Древняя Земля - Жулавский Ежи. Страница 47
— Он — обманщик!
Аза вскочила. Сперва она хотела позвонить прислуге, позвать Яцека, потребовать, чтобы этого человека посадили в тюрьму, не позволяли ему называться чужим именем.
Аза стояла в нерешительности.
И все же, возможно ли такое, чтобы она не узнала его, приняла его за другого? Да и может ли кто-то быть так на него похож?
Аза прикрыла глаза, и тотчас же перед нею возникла сцена, произошедшая так давно, что стала уже почти что сном, и однако же бесконечно живая и выразительная…
Некогда — двадцать лет тому — у Серато возникали сумасбродные фантазии. Бывало, ему слали телеграммы, умоляли дать концерт в первоклассном театре, об этом ходатайствовали сановники, артисты, его друзья, но он отказывался, хотя ему сулили золотые горы. А иногда выступал в совершенно неожиданных местах, и никому в голову не могло прийти, что он снизойдет до них; ему приходила шальная мысль, и какая-нибудь придорожная гостиница превращалась в концертный зал. А случалось, он, словно бродячий скрипач, уходил со своей скрипкой по пыльному проселку, увлекая за собой из города толпы почитателей.
Аза, в ту пору еще маленькая девочка, служила в цирке и слышала о нем от циркачей, которые произносили его имя со странным трепетом в голосе, и ей часто снился волшебник-скрипач, что бродит по свету и как воплощение бога, как олицетворение божественного могущества ведет за собой толпы людей. Она даже не стремилась увидеть его, до такой степени живо он стоял перед ней в ее детских мечтаниях.
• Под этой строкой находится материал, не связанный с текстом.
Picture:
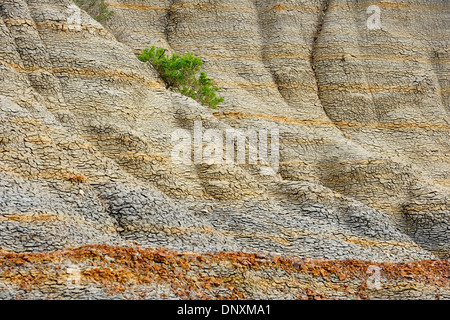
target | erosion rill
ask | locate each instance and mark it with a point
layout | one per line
(89, 191)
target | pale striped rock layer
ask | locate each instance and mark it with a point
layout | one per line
(363, 116)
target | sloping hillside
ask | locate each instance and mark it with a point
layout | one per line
(362, 111)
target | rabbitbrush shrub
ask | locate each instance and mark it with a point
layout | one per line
(97, 9)
(182, 74)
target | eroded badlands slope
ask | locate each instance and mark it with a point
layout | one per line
(85, 131)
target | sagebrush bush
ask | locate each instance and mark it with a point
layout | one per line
(97, 9)
(182, 74)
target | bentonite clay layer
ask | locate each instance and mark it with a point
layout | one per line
(363, 116)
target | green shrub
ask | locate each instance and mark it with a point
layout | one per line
(97, 9)
(180, 73)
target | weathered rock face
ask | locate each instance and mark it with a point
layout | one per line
(362, 111)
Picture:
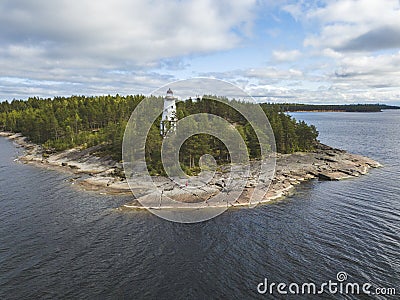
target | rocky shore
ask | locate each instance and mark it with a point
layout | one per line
(102, 173)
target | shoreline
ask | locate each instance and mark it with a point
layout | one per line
(99, 173)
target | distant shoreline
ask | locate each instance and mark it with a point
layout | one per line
(295, 107)
(99, 174)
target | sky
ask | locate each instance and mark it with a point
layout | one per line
(344, 51)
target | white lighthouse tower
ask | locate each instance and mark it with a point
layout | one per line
(168, 120)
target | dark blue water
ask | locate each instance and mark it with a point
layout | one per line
(59, 242)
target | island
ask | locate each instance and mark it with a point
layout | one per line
(83, 135)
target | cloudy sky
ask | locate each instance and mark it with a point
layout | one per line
(323, 51)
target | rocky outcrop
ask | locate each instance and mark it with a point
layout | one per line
(100, 174)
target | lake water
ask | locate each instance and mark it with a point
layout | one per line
(59, 242)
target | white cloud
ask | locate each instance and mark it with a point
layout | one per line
(355, 25)
(286, 56)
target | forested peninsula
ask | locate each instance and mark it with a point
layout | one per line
(84, 135)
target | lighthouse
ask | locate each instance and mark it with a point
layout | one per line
(168, 120)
Нередко, уставшая, сидя где-нибудь в темном углу, она рассказывала себе одну и ту же чудесную сказку:
— Вот он придет…
Это будет день, не похожий на другие, светлый и радостный, и он придет, возьмет ее за руку и уведет по дороге под радугами, стоящими на облаках, подобно воротам.
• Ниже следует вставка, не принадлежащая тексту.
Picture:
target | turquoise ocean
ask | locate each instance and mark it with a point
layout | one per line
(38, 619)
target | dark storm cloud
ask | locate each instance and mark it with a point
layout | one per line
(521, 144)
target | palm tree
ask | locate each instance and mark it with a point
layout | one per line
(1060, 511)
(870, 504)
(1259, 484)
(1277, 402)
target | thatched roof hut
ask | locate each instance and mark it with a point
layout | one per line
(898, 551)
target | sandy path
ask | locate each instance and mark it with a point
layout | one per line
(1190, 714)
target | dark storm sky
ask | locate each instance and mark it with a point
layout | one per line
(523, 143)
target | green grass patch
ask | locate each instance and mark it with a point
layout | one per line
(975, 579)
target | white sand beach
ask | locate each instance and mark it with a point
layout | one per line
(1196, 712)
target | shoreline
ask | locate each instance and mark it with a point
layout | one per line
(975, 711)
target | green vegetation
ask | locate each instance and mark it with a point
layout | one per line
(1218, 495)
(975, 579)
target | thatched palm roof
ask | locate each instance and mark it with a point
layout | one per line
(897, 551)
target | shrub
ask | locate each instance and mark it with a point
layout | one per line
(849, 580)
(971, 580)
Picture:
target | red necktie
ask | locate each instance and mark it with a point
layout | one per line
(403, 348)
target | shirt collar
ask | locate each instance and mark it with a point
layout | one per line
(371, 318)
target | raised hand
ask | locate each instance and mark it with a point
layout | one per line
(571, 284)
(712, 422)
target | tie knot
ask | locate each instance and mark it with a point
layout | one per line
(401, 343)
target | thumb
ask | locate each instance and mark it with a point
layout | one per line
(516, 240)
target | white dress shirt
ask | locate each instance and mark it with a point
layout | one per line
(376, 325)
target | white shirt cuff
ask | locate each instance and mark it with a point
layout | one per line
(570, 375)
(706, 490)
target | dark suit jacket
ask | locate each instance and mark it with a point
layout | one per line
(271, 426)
Он придет, обязательно придет! Освободит ее, несчастную маленькую Азу, от страшного клоуна, который хочет делать с ней мерзкое и грязное, уведет ее в луга, в поля, которые, говорят, раскинулись за городом, и там она будет слушать пение его скрипки и навсегда забудет про цирк и проволоку, на которой нужно танцевать, чтобы ее не били и чтобы зрители хлопали.
Аза горько улыбнулась, вспоминая эти наивные детские мечты. Она вовсе не была такой наивной и прекрасно понимала, что означают взгляды старых важных господ, сидевших в первых рядах кресел, взгляды, скользящие по ее худенькому обтянутому трико телу, и понимала, чего хочет от нее клоун.
И все-таки…
И все-таки в эти минуты, когда она предавалась тайным мечтам, преждевременный, жизнью вбиваемый в нее цинизм исчезал, опадал, как черепаший панцирь или лягушачья кожа, которую принуждена была носить в сказке принцесса. И она выходила из нее такой, какой, в сущности, еще оставалась в глубине души: ребенком, глядящим на мир изумленными глазами и мечтающим о светлых чудесах.
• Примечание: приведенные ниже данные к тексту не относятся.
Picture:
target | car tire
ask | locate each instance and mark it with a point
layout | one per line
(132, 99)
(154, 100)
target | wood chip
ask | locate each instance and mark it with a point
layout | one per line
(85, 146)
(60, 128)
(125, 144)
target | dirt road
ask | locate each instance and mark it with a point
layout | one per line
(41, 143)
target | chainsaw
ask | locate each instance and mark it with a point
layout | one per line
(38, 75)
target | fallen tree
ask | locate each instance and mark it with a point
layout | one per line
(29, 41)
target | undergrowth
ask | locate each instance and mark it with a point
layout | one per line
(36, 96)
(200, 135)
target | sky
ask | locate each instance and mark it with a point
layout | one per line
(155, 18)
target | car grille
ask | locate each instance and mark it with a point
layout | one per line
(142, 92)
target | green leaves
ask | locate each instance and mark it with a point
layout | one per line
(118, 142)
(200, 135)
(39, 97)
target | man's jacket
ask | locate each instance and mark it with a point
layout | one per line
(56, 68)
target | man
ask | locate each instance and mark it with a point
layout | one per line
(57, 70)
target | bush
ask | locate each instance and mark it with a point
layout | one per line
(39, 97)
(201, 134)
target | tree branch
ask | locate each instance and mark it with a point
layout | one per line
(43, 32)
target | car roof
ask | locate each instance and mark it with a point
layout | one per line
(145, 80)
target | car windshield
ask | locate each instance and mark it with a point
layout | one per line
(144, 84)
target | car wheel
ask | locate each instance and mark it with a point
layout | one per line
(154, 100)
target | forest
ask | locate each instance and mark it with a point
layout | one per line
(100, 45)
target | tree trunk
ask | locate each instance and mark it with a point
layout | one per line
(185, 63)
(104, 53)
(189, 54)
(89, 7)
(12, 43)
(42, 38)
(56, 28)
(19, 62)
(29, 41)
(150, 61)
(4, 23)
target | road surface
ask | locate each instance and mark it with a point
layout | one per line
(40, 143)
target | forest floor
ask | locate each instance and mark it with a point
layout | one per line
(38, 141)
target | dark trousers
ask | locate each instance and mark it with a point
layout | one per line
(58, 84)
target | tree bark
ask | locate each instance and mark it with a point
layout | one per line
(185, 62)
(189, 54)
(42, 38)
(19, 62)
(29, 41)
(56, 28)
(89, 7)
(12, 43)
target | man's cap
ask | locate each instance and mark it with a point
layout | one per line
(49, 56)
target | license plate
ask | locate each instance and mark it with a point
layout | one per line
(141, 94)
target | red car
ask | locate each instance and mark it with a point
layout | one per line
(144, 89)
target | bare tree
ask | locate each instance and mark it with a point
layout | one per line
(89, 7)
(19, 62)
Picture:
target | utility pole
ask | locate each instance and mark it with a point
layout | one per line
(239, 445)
И он пришел. Действительно пришел в один прекрасный день, верней, в один прекрасный вечер. Она устала превыше всяких мер. Ей предстояло взбежать по наклонно натянутой проволоке на трамплин, прыгнуть с нее на качающуюся трапецию, потом на другую, на третью, вертеться, плясать в воздухе. Она разбежалась и на полпути сорвалась с проволоки, сильно ударившись боком. В зале раздались несколько испуганных вскриков, но их тут же заглушили голоса недовольных зрителей. Шпрехшталмейстер подбежал к ней, убедился, что она цела, не разбилась, зло сверкнул глазами и шепнул:
— Разбегайся, скотина!
— Я боюсь! — прошептала она, охваченная внезапным страхом.
— Разбегайся! — еще грознее прошипел он.
Дрожа всем телом, она покорно отступила на несколько шагов. Подпрыгнула, и вдруг — словно некая незримая сила остановила ее перед самой проволокой.
— Боюсь, — почти уже плача, прошептала она. — Страшно.
Зал уже начал терять терпение. Афиши обещали в этот вечер «небывалый, единственный в своем роде номер, неподражаемую воздушную принцессу, летающую фею», и вот эта фея стояла перепуганная, растерянная, с покрасневшими веками и дрожащими от сдерживаемого плача детскими губами.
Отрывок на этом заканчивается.